You can easily register for Amazon Glacier, but before you do, it is advisable that you become familiar with the way in which the service works. It is possible to use your regular Amazon login to create a storage account. Then you will be able to download the Amazon Glacier client to manager your data. There are different Amazon Glacier solutions that you can try and here you will find more about them.
Glacier Uploader is compatible with Windows, Mac and Linux. This makes it a practical option if you are generally moving from one computer to another. Glacier Uploader is more suitable for users with some advanced technical knowledge. Still, this Java client for Amazon Glacier is a good option that can be combined with other cloud backup service or a memory stick.
Windows users can opt for Fast Glacier, an easy to use option that is free when you only need it for personal use. It is ideal for uploading large amounts of data into the cloud if you don’t have a T1 connection available, because you can opt for multi-part uploads. The commercial version costs less than $30. Fast Glacier also gives you the possibility of connecting multiple Amazon Glacier accounts. This is very convenient if you need to manage data stored in the cloud service at home or at work. It supports a drag and drop option with windows Explorer.
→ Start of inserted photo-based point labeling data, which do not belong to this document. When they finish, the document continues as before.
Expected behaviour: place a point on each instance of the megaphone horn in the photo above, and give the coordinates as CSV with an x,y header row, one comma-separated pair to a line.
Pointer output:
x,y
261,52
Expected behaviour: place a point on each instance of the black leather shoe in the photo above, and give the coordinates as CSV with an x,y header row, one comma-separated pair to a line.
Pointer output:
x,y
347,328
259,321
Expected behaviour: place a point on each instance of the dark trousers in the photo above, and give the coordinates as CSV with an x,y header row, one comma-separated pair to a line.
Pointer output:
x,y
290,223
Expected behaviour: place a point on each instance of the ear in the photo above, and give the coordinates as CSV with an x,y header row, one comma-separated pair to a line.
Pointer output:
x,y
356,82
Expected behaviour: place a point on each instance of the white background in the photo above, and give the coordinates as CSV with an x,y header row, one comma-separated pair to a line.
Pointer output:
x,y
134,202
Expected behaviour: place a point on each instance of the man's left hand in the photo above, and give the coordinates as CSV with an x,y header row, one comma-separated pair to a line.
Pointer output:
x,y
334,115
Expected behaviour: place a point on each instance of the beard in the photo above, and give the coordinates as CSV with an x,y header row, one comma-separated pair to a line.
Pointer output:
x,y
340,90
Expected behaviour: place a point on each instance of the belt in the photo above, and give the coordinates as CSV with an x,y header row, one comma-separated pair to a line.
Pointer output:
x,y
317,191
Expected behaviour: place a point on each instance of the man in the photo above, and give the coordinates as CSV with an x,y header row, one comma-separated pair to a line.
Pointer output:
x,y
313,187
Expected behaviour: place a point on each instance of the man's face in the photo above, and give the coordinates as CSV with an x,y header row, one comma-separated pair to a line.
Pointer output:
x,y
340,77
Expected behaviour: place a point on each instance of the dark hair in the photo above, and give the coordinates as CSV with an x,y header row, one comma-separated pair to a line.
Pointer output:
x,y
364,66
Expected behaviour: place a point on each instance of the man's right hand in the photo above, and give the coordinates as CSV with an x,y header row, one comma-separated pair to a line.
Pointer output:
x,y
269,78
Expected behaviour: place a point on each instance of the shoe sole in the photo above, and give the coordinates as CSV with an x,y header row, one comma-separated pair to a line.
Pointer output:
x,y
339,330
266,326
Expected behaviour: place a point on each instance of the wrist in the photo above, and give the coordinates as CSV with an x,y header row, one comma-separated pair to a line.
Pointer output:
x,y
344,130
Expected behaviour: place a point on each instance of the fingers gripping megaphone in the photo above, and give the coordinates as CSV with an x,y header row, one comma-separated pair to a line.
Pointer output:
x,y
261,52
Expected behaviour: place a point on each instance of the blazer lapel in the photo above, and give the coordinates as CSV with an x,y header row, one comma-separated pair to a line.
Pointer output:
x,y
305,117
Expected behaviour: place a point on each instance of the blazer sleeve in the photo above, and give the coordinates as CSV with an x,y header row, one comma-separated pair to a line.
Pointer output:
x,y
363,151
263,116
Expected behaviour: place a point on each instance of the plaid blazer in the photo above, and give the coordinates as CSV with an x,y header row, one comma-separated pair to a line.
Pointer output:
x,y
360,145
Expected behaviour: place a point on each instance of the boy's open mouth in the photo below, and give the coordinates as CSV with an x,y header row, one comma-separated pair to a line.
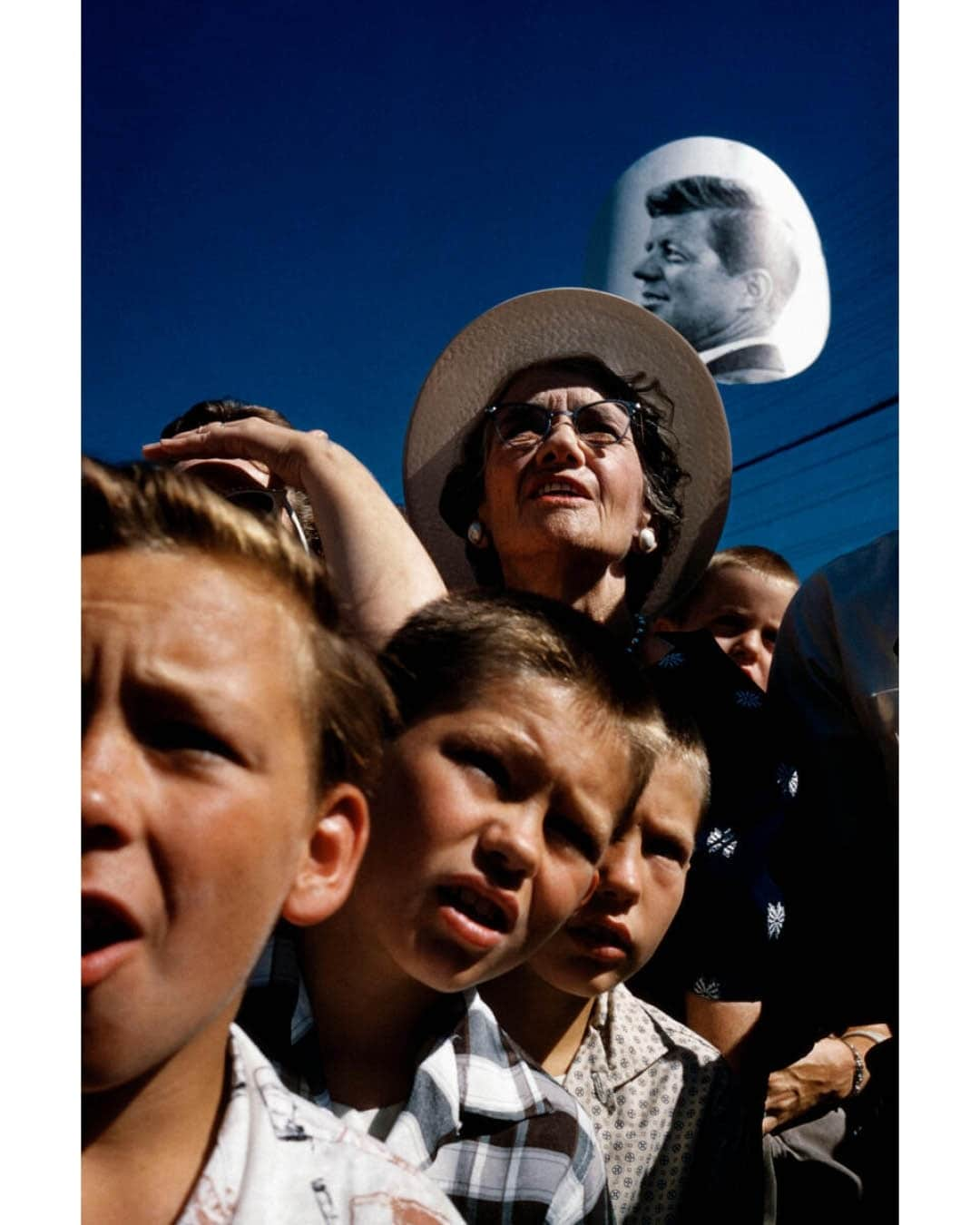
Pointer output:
x,y
602,935
103,925
475,906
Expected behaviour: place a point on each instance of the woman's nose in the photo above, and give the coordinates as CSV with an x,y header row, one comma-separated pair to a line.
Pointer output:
x,y
561,444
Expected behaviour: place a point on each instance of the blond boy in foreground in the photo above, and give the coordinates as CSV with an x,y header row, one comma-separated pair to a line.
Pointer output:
x,y
230,734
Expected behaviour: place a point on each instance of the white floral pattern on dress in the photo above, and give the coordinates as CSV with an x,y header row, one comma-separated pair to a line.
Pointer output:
x,y
776,916
723,840
708,989
788,780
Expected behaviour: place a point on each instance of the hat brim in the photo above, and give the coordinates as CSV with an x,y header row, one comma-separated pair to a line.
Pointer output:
x,y
555,324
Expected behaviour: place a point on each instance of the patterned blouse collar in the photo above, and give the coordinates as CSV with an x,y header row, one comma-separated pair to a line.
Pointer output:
x,y
620,1043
CloudBerry Backup is another good solution for Windows. It works like a conventional backup technology, giving you the possibility of uploading data based on your pre-set schedule. This client is compatible with Amazon S3, Azure, Google and of course, Amazon Glacier. If you use multiple cloud storage solutions, CloudBerry Backup is a practical choice. Personal users would need to pay $29.99, while the price for commercial users is between $79.99 and $299.99. However, there is a free trial that allows you to try the service for 15 days. CloudBerry Backup offers good features for home use, but it is more suitable for corporate users.
If you are concerned about security, you can consider Arq, an option for Windows and Mac that encrypts your data before upload. It works for both Amazon Glacier and Amazon S3. This allows you to enjoy access to your data stored in the cloud instantly when you use S3, while keeping long-term storage in Glacier, for files that you don’t need to access too often. Arq offers a trial that allows you to try the service before purchasing it and it is a more stable and practical alternative to Time Machine for Mac users.
SAGU stands for Simple Amazon Glacier Uploader and it uses the command line Glacier application, featuring a convenient and appealing interface. Although it is quite basic and doesn’t offer an extensive selection of features, its simplicity may be exactly what you are looking for. Plus, since it is built in Java, it is very portable.
Cloud Gates is an option that sets up a virtual drive on your computer. This virtual drive can be connected to your Amazon Glacier or Amazon S3 and then you can use your usual FTP software to upload files to it. The website is very basic and their Amateur plan, which offers up to 500GB costs $25 per month. However, they promise to refund customers if they are not entirely happy with the service.
It is important to keep in mind that regardless of the Amazon Glacier Client that you opt for, the backups can take a long time to become accessible. This means that it is not the right option for files that you need to access regularly and quickly. Furthermore, you can’t request a single file, but a complete archive in zip file format. Whenever you access an archive, you are charged for the bandwidth that is used to download the data. If you have a large amount of data and a lot of it consists of files that you rarely use (but you still want to keep them), Glacier is a good option. However, it is not the right choice for storing work documents, studying materials or other files that you use on a regular basis.